Finding my truth takes time and months of living. It takes courage, endless enquiry, hurt and active healing. I have to journey into the darkness and just have faith that I will come out okay, carrying the truth that is authentically true for me.

That is the essence of my work. Once I’ve figured that out and opened all my receptors, the work usually just flows through me.

If falling in love would be something you can see what would it look like?
Dawn.

What new truths have you uncovered about yourselves through your solo album released earlier this year?
That I am incurably complex.

What truth have you learned after all these years you’ve lived?
God is real.

What topics or things fascinate you right now?
A bush in a village where queer people go to fuck.
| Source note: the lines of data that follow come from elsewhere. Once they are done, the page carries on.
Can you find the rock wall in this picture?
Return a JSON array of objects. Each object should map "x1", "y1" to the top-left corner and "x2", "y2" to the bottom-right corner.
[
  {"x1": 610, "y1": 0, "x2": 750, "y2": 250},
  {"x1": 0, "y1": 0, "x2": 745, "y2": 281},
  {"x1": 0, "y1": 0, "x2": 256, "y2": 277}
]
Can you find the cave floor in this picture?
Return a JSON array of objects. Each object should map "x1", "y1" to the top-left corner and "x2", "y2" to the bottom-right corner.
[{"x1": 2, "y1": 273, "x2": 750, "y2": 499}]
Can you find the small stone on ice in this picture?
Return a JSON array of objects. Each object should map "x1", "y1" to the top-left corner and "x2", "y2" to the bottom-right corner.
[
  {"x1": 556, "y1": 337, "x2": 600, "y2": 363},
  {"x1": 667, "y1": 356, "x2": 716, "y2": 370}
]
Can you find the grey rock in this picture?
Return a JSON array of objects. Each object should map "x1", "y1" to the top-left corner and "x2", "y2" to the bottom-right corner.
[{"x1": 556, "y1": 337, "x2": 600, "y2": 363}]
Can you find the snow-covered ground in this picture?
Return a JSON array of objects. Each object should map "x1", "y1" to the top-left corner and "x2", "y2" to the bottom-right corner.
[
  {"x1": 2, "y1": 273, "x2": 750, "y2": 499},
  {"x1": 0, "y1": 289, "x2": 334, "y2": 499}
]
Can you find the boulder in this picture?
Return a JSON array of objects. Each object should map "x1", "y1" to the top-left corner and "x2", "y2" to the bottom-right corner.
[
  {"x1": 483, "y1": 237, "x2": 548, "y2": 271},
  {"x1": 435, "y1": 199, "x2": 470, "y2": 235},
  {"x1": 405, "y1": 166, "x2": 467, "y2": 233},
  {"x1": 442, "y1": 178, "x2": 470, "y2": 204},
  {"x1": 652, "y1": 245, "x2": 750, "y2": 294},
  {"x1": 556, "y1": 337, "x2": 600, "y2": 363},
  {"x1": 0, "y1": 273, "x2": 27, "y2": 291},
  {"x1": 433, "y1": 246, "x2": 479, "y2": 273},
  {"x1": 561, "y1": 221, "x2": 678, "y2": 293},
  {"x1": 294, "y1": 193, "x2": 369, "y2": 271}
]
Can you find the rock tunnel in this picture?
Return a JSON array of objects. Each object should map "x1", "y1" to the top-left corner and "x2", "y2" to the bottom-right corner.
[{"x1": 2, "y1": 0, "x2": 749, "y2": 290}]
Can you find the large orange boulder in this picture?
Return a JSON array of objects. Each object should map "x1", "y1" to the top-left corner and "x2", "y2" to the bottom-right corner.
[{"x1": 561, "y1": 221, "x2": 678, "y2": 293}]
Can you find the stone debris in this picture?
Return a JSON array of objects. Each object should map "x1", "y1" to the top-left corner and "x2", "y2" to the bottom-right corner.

What are your favorite mythical creatureі and why? Would you want them to exist in the real world?
I like mermaids. I find it fascinating that the water is its own dimension. And yes, they do exist in the real world.

Do you sometimes misjudge things or people? Is it easy for you to accept mistakes when you make them?
I don’t like making mistakes but I make them. I am learning to be better at accepting that. And my judgment is always going to be subject to my very subjective human condition, so it is not perfect. I’m okay with that.

What question would you like to be asked in an interview and what would your answers be?
‘What’s your favourite thing your mother has ever said to you?’ Answer: “Ngiyakubona”.